Bullets fly and a veld fire rages while Prince George Primary has their Food Fair

 

The crowd enjoying themselves while the veld burns in the background

On Saturday, Prince George Primary school hosted their fundraiser, an International food fair. When I arrived there just after lunchtime, I was told that the food fair was brought to a halt about a half hour before my arrival. There was shooting in Lavender Hill, a stone's throw away from the school.

 

Apparently, when the gunshots went off, panic set in. The crowd dropped to the ground instantly and the principal, Lameez Rabbaney and the school chairperson, Adele Campbell, threw themselves on top of the folk, trying to act as shields.

 

" We tried to calm the people, but they were scared, " said Fernall van Aswegen, a Head of Department at Prince George. "There was a stampede as people tried to run off and a little boy got badly injured when he fell."

 

" We thought our food fair was going to end on a bad note,"said Adele, the SGB chairperson.
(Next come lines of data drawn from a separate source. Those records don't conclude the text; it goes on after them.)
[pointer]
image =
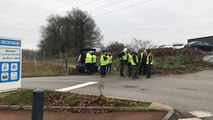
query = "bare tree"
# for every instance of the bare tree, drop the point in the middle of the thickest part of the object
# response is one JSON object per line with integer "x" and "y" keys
{"x": 140, "y": 43}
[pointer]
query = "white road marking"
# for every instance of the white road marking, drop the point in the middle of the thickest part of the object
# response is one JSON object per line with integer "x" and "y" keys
{"x": 76, "y": 86}
{"x": 201, "y": 114}
{"x": 190, "y": 119}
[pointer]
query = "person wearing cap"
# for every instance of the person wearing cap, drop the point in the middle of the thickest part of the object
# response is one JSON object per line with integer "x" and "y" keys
{"x": 129, "y": 64}
{"x": 142, "y": 62}
{"x": 103, "y": 64}
{"x": 123, "y": 61}
{"x": 88, "y": 62}
{"x": 134, "y": 63}
{"x": 110, "y": 60}
{"x": 94, "y": 61}
{"x": 149, "y": 63}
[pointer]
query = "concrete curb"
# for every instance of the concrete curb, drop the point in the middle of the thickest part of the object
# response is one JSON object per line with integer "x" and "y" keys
{"x": 156, "y": 106}
{"x": 167, "y": 108}
{"x": 153, "y": 107}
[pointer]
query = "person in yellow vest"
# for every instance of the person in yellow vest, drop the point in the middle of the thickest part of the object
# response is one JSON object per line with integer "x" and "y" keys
{"x": 142, "y": 62}
{"x": 129, "y": 65}
{"x": 103, "y": 64}
{"x": 88, "y": 62}
{"x": 149, "y": 63}
{"x": 123, "y": 61}
{"x": 110, "y": 60}
{"x": 94, "y": 61}
{"x": 134, "y": 63}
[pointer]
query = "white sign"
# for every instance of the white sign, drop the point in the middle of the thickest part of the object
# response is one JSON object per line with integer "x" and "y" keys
{"x": 10, "y": 64}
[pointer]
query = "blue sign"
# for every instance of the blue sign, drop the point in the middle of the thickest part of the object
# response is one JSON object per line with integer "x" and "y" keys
{"x": 9, "y": 42}
{"x": 9, "y": 71}
{"x": 10, "y": 60}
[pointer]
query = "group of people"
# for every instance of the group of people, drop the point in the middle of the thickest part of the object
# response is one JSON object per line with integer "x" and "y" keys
{"x": 106, "y": 60}
{"x": 137, "y": 64}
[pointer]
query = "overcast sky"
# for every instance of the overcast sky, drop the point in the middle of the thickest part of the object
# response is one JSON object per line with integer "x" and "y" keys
{"x": 161, "y": 21}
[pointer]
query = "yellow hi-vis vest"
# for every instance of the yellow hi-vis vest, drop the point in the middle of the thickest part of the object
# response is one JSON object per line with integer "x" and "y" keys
{"x": 102, "y": 61}
{"x": 141, "y": 56}
{"x": 148, "y": 60}
{"x": 124, "y": 57}
{"x": 94, "y": 58}
{"x": 88, "y": 58}
{"x": 129, "y": 58}
{"x": 109, "y": 59}
{"x": 132, "y": 61}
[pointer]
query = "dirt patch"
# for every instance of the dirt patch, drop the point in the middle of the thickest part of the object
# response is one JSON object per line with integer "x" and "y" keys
{"x": 26, "y": 115}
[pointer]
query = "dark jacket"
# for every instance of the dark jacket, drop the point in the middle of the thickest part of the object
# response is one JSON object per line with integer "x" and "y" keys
{"x": 135, "y": 58}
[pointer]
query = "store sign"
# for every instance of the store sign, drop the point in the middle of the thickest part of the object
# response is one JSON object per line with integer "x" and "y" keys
{"x": 10, "y": 64}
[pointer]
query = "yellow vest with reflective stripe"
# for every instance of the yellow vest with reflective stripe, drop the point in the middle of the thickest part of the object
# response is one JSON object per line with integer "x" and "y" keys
{"x": 129, "y": 58}
{"x": 141, "y": 56}
{"x": 124, "y": 57}
{"x": 94, "y": 59}
{"x": 88, "y": 58}
{"x": 147, "y": 59}
{"x": 109, "y": 59}
{"x": 132, "y": 61}
{"x": 102, "y": 61}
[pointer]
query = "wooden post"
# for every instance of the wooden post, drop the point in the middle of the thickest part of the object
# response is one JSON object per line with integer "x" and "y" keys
{"x": 44, "y": 55}
{"x": 66, "y": 62}
{"x": 36, "y": 69}
{"x": 60, "y": 56}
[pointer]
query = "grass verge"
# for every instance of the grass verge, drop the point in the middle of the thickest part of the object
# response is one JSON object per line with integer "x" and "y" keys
{"x": 52, "y": 98}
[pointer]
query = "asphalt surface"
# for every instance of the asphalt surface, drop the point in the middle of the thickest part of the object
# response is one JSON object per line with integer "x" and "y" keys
{"x": 61, "y": 115}
{"x": 189, "y": 92}
{"x": 208, "y": 58}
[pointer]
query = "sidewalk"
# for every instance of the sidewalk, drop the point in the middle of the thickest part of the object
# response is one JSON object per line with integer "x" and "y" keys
{"x": 26, "y": 115}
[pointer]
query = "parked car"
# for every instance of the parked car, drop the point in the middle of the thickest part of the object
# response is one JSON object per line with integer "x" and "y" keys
{"x": 199, "y": 45}
{"x": 80, "y": 61}
{"x": 178, "y": 45}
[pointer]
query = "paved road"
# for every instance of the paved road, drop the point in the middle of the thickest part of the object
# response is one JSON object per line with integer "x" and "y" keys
{"x": 187, "y": 92}
{"x": 208, "y": 58}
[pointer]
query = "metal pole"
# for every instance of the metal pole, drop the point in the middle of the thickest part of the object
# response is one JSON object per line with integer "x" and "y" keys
{"x": 38, "y": 102}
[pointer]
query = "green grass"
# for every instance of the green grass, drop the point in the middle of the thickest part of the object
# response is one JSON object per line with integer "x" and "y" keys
{"x": 44, "y": 69}
{"x": 177, "y": 64}
{"x": 51, "y": 98}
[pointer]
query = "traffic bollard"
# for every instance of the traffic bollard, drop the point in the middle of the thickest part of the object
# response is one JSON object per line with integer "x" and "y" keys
{"x": 38, "y": 102}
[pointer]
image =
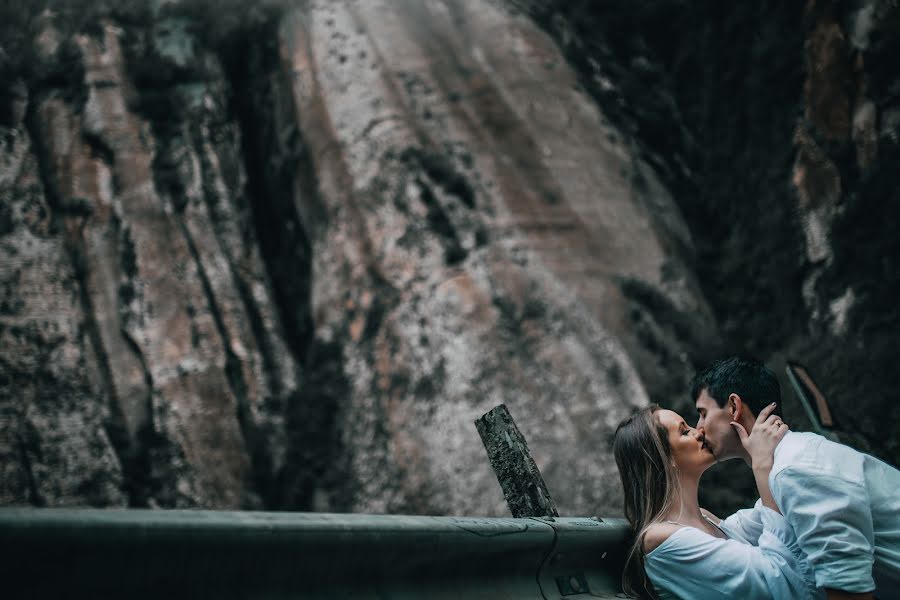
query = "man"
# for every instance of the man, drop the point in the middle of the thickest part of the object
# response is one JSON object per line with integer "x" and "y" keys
{"x": 844, "y": 506}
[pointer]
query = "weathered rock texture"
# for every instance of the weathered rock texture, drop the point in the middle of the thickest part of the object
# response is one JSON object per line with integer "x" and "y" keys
{"x": 283, "y": 256}
{"x": 775, "y": 127}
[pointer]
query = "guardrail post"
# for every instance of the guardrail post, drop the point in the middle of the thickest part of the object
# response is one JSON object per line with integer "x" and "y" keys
{"x": 521, "y": 481}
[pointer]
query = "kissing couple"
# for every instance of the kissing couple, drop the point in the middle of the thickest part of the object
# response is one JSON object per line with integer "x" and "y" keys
{"x": 826, "y": 525}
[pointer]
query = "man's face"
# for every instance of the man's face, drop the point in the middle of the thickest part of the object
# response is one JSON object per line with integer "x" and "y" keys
{"x": 716, "y": 425}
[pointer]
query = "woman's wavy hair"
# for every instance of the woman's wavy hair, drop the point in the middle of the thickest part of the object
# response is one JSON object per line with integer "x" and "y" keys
{"x": 650, "y": 482}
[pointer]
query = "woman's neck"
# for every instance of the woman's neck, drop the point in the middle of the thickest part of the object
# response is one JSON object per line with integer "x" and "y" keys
{"x": 686, "y": 507}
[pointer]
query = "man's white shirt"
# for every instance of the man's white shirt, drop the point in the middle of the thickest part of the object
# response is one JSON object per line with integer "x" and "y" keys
{"x": 844, "y": 508}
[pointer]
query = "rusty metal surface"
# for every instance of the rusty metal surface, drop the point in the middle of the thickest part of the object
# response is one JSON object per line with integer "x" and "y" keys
{"x": 214, "y": 554}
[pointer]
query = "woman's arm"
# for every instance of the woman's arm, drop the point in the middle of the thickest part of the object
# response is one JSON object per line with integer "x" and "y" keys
{"x": 760, "y": 444}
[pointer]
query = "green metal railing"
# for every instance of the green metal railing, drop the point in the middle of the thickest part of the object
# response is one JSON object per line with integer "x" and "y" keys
{"x": 65, "y": 553}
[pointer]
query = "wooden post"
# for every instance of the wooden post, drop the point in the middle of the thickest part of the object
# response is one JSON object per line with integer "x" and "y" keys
{"x": 521, "y": 481}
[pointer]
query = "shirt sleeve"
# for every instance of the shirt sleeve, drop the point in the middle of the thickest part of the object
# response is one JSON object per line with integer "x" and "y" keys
{"x": 693, "y": 564}
{"x": 832, "y": 518}
{"x": 745, "y": 524}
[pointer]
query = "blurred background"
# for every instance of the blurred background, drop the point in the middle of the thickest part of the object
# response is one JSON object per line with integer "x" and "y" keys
{"x": 281, "y": 255}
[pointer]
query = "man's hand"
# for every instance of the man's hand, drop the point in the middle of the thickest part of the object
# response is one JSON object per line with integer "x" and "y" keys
{"x": 760, "y": 443}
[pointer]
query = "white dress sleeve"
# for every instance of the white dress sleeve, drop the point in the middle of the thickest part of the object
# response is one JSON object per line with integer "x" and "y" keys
{"x": 745, "y": 524}
{"x": 693, "y": 564}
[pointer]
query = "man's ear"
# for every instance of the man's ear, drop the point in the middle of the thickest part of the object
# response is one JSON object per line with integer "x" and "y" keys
{"x": 735, "y": 407}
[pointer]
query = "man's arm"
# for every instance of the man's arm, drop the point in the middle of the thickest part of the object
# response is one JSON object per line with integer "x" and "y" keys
{"x": 839, "y": 595}
{"x": 833, "y": 523}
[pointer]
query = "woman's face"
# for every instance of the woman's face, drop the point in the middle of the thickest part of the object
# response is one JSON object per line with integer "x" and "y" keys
{"x": 689, "y": 449}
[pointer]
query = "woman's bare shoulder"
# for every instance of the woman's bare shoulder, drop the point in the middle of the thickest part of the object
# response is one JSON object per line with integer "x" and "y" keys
{"x": 710, "y": 516}
{"x": 656, "y": 534}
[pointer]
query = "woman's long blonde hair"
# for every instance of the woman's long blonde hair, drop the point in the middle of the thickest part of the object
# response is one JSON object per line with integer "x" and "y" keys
{"x": 650, "y": 482}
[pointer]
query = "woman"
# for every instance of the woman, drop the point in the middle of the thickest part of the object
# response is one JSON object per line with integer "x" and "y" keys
{"x": 681, "y": 550}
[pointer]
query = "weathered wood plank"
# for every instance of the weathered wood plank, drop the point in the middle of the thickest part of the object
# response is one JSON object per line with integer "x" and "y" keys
{"x": 521, "y": 481}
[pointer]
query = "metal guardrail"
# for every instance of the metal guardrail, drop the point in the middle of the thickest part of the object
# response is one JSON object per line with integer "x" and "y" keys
{"x": 111, "y": 553}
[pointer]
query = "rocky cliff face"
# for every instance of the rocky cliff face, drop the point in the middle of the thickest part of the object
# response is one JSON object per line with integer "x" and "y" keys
{"x": 775, "y": 126}
{"x": 282, "y": 257}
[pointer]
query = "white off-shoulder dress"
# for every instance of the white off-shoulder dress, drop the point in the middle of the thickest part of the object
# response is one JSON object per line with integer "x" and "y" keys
{"x": 692, "y": 564}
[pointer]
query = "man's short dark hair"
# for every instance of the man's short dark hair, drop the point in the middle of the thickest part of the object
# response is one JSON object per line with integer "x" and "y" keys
{"x": 747, "y": 377}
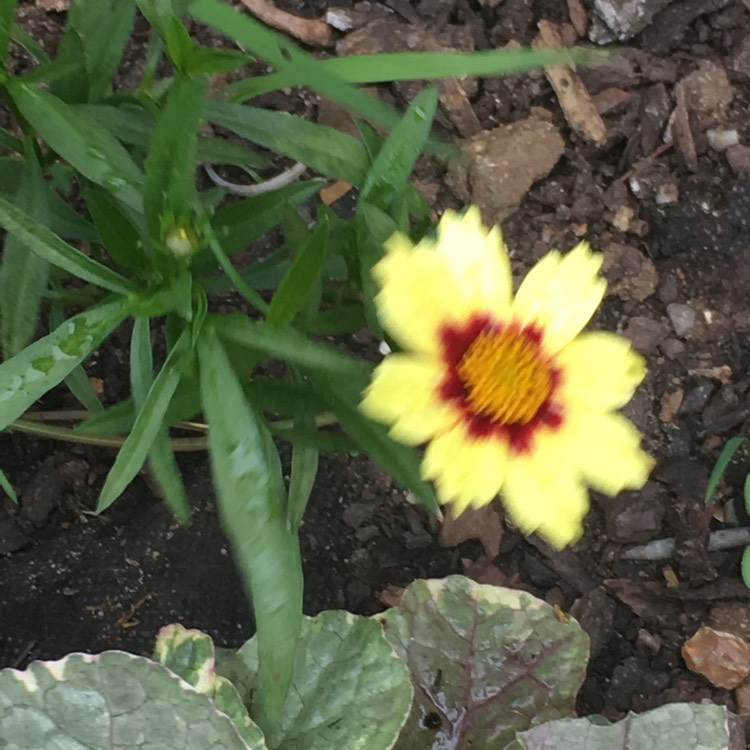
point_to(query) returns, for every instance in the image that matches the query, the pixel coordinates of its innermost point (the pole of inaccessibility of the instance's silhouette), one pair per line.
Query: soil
(673, 224)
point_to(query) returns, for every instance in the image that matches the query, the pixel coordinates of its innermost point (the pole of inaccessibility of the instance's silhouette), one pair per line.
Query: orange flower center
(505, 376)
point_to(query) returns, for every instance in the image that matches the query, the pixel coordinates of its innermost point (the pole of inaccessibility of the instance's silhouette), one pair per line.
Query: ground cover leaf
(684, 725)
(486, 662)
(349, 689)
(86, 701)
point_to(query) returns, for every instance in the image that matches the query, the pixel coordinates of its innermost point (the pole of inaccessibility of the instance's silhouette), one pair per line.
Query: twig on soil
(575, 100)
(312, 31)
(281, 180)
(655, 154)
(661, 549)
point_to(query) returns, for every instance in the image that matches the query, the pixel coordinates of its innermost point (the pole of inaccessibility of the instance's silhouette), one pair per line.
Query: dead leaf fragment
(483, 524)
(575, 100)
(391, 596)
(312, 31)
(722, 658)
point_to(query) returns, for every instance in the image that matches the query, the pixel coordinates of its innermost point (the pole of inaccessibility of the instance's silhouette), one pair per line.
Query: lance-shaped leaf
(80, 140)
(247, 474)
(149, 423)
(170, 166)
(48, 246)
(486, 663)
(46, 362)
(684, 725)
(106, 701)
(23, 274)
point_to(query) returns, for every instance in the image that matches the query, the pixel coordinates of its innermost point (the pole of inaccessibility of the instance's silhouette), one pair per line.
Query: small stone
(707, 91)
(731, 617)
(503, 163)
(682, 318)
(668, 290)
(672, 347)
(739, 157)
(721, 140)
(667, 193)
(644, 333)
(631, 275)
(697, 397)
(635, 517)
(670, 405)
(722, 658)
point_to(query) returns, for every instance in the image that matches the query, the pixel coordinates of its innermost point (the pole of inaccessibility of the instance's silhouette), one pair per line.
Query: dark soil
(673, 223)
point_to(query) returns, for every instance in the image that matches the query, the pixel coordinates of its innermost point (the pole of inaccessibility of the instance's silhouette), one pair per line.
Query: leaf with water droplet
(43, 364)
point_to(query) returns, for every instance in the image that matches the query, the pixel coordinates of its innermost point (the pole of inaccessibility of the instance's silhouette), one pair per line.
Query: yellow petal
(550, 504)
(403, 393)
(609, 453)
(560, 294)
(418, 294)
(600, 371)
(466, 471)
(478, 260)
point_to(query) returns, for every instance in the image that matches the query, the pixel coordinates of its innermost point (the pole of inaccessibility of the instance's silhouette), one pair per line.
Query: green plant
(456, 664)
(722, 463)
(105, 223)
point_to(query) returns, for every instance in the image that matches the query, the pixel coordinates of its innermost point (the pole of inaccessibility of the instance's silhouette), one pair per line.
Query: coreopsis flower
(508, 395)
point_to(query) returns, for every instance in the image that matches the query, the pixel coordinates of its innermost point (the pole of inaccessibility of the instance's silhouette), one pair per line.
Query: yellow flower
(506, 391)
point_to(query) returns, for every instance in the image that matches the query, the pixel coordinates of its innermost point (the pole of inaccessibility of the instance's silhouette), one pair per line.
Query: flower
(508, 394)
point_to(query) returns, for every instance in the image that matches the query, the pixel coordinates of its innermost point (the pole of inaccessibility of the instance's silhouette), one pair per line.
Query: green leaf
(745, 567)
(247, 474)
(385, 67)
(349, 689)
(80, 140)
(191, 655)
(120, 237)
(86, 701)
(209, 60)
(374, 227)
(303, 69)
(7, 487)
(170, 165)
(390, 172)
(23, 274)
(722, 462)
(684, 725)
(77, 381)
(166, 473)
(21, 37)
(47, 245)
(133, 125)
(96, 34)
(325, 150)
(486, 662)
(300, 279)
(288, 345)
(7, 15)
(46, 362)
(161, 459)
(148, 424)
(237, 225)
(400, 461)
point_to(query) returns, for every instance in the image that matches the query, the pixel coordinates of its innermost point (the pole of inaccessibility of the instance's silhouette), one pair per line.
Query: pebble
(720, 140)
(696, 398)
(682, 318)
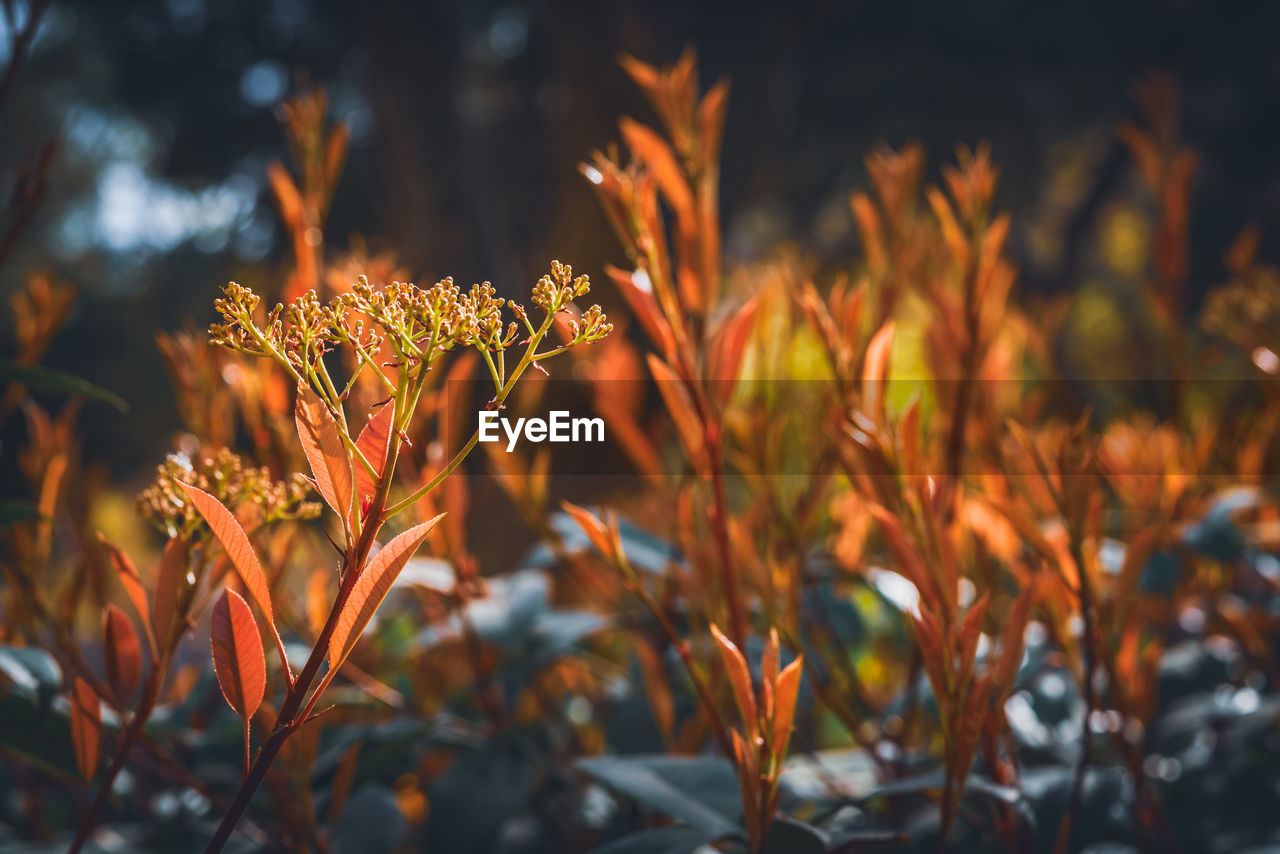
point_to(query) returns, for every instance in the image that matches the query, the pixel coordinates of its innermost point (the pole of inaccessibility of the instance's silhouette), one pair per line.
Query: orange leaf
(661, 161)
(236, 544)
(122, 653)
(373, 442)
(970, 629)
(169, 578)
(876, 371)
(86, 727)
(1011, 640)
(748, 781)
(785, 706)
(133, 588)
(330, 466)
(681, 409)
(740, 676)
(731, 346)
(371, 588)
(240, 662)
(769, 662)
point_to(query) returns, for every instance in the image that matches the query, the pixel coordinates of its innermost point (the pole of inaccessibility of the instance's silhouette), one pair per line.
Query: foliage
(882, 580)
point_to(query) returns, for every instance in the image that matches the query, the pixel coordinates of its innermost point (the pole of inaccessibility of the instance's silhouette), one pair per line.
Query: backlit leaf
(785, 706)
(594, 529)
(133, 588)
(740, 676)
(86, 727)
(169, 579)
(330, 466)
(371, 588)
(122, 653)
(236, 544)
(373, 442)
(238, 657)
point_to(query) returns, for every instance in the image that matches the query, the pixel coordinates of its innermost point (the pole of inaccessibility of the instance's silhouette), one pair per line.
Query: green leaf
(33, 735)
(55, 382)
(699, 791)
(976, 784)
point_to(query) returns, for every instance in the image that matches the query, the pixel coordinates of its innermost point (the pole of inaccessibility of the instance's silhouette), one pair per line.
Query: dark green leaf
(679, 839)
(370, 823)
(795, 837)
(17, 511)
(55, 382)
(698, 791)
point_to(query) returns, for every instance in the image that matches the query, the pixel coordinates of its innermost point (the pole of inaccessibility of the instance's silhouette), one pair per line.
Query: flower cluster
(227, 478)
(419, 324)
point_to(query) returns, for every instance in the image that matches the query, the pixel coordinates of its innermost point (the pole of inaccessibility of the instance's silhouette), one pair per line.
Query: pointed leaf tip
(240, 662)
(86, 727)
(373, 585)
(122, 653)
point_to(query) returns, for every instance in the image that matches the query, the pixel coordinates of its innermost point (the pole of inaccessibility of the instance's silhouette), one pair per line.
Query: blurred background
(469, 119)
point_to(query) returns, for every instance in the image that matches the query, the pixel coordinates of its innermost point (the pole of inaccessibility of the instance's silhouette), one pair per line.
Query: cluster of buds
(224, 475)
(554, 291)
(420, 324)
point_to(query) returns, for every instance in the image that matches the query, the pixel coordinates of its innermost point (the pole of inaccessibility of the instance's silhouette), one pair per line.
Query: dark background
(469, 119)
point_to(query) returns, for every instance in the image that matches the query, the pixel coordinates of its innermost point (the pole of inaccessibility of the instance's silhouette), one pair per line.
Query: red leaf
(133, 588)
(785, 706)
(594, 529)
(238, 658)
(373, 442)
(325, 452)
(169, 578)
(86, 727)
(371, 588)
(122, 653)
(876, 371)
(740, 676)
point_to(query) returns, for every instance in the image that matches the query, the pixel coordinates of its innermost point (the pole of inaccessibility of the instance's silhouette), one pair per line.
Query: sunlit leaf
(236, 543)
(238, 657)
(785, 706)
(373, 442)
(133, 588)
(373, 585)
(169, 580)
(740, 677)
(330, 466)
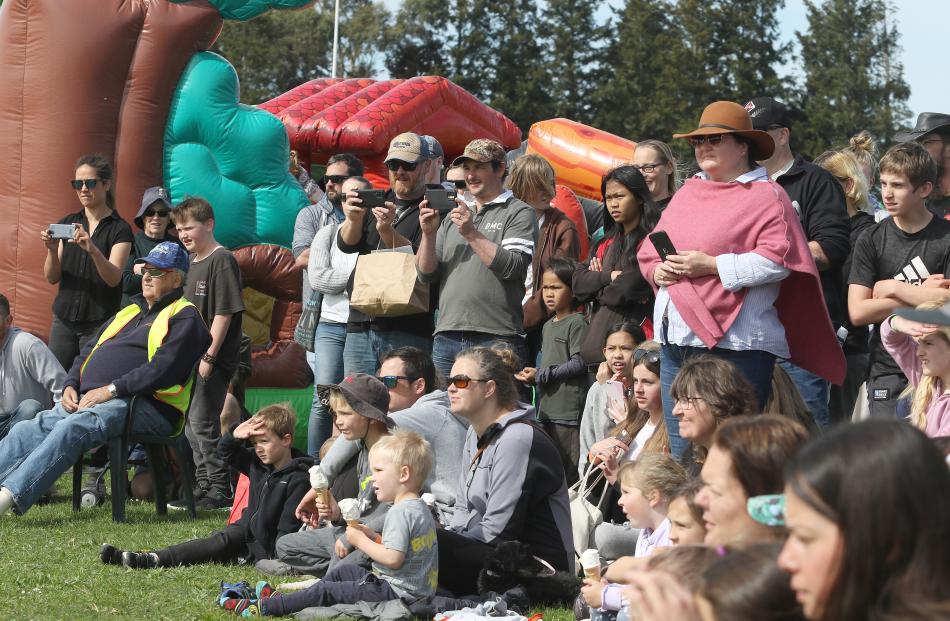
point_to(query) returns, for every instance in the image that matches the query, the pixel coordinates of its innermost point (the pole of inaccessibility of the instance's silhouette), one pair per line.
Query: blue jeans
(327, 369)
(814, 390)
(447, 345)
(755, 365)
(27, 410)
(364, 349)
(37, 452)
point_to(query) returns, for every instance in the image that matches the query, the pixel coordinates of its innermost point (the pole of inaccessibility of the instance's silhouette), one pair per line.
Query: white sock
(6, 500)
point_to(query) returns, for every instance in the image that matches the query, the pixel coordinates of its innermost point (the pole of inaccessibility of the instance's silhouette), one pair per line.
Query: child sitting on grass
(405, 557)
(647, 485)
(278, 480)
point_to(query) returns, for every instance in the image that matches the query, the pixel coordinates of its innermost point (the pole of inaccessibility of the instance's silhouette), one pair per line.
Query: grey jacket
(429, 417)
(28, 370)
(477, 298)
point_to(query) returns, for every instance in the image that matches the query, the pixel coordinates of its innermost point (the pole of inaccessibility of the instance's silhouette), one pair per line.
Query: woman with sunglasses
(611, 278)
(741, 283)
(88, 266)
(154, 220)
(655, 161)
(512, 485)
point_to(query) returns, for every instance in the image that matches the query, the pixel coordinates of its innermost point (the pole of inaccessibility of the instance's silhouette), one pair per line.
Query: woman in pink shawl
(742, 285)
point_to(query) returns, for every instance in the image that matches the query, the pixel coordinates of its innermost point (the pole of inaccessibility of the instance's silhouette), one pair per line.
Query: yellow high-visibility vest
(177, 396)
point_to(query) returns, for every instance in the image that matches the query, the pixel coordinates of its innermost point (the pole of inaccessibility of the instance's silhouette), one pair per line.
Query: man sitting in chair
(148, 349)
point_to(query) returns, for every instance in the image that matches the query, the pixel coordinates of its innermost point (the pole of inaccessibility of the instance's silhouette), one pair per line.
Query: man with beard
(392, 226)
(932, 131)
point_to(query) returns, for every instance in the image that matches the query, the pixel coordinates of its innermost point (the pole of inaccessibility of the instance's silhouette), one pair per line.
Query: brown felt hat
(727, 117)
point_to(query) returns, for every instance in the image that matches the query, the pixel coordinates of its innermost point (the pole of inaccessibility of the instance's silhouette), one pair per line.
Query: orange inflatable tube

But here they are returning again and the crowd has begun to swell. Now we can have the "Best dressed food stall"'competition. We don't want to end too late because we want our people to get home safely."

 

Lameez couldn't chat to me because she was still trying to get the police and Metro ambulance service to respond. She looked tired, I thought. Who wouldn't, under these circumstances?

 

Off I went with my fellow judges, Denise Newman, an actress in Sewende Laan, and Sheila, a pastor and community worker, to find the top performing stalls. There was all the pomp and ceremony, with us enrobed in judges' cloaks in the heat. Although we suffered a bit and our hair succumbed to the perspiration, we knew it was a strategy to make us visible and heighten the excitement.

 

The owners of the stalls - parents, learners and teachers - were ready for us. It was evident that hours of planning and organizing went into the design of the various stalls. Most countries were well represented in terms of their cultural practices, their customary dress and their traditional foods. Nothing was left to chance.

 

Amidst all these festivities, you could see the dark smoke rising from the field adjacent to the school. This field is separated from the school sports field by a relatively flimsy perimeter fence. Often vandals will cut holes into the fence or even be brazen to remove sections of it. Then, in the lowlying shrubs and tall grass, the layabouts would lie there, hidden in the vegetation. The school's support staff would patrol this area all the time and even use the balcony on the second floor as a lookout point.

 

After being escorted to all the amazing stalls, celebrating, dancing and mixing with the crowds, we chose our winners. America - hosted by Grade R took first place, India came second and South Africa bagged third place.

 

As I drove home just after 4pm to prepare for Sasha's Matric ball the evening, I wondered how many of us have the willpower to do what schools like PGP do. I was struck by the resilience of the Prince George Primary's community to carve through all the hopelessness and degradation of the human spirit. In spite of the growing lawlessness evident in the brewing gang fights and the arson on their doorstep on a Saturday, the school fights back via a food fair carnival.

 

I would rather spend my time learning from such courageous South Africans than wallow in self pity about how sad life is when the petrol price goes up. Thanks for this life lesson, PGP...

 

Youngsters taking a peek at the wild fire burning next to their school fence.

 

 

A few PGP learners joining the "Queen of England" at the food fair.